Illyria has a deservedly unparalleled reputation for the clarity and authenticity of its Shakespearean style.
Illyria performs each play in the open-air with only a handful of props and no scenery - as almost all Shakespeare's plays were originally conceived. We achieve the seemingly impossible by performing the plays UNCUT with five actors, the number we believe Shakespeare’s own company used when touring the provinces for his plays subtly reveal how this is to be achieved. This combination of artistic integrity, uncompromising refusal to patronise our audience with edited Shakespeare scripts, and financial efficiency has set a standard practised, so far as we know, by no other theatre company.
Illyria's productions are slick, physical and imaginative in execution. They are played with characteristic briskness - Shakespeare was, after all, unequivocal about how long his plays take to perform. Each is inspired by performance techniques of Elizabethan touring troupes such as live music and song, an inclusion of the audience in the proceedings, contemporary references and a robustness of style.

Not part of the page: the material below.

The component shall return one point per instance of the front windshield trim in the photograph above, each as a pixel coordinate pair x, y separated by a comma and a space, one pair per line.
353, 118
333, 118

Illyria uses male and female actors because, contrary to popular assumption, there was never a law prohibiting women from the stage. Productions in Court in the sixteenth and seventeenth centuries used female as well as male actors (Anne Boleyn herself performed). And for his public performances Shakespeare used all the talent available to him – so Illyria follows suit. Besides, it is unnecessary to ignore half the available talent just to put men in dresses.
Illyria uses only the power of the human voice to perform the plays – never the artificial amplification beloved by so many of our “authentic” colleagues. Among the UK open-air touring theatre companies only Illyria's artistic director has published articles on Shakespearean verse-speaking.
The design of Illyria’s staging has been taken directly from sixteenth century engravings of touring troupes. In the words of Elizabethan scholar Dr Reaveley Gair:
“Illyria’s five actors are the direct heirs of Shakespeare’s wandering players.”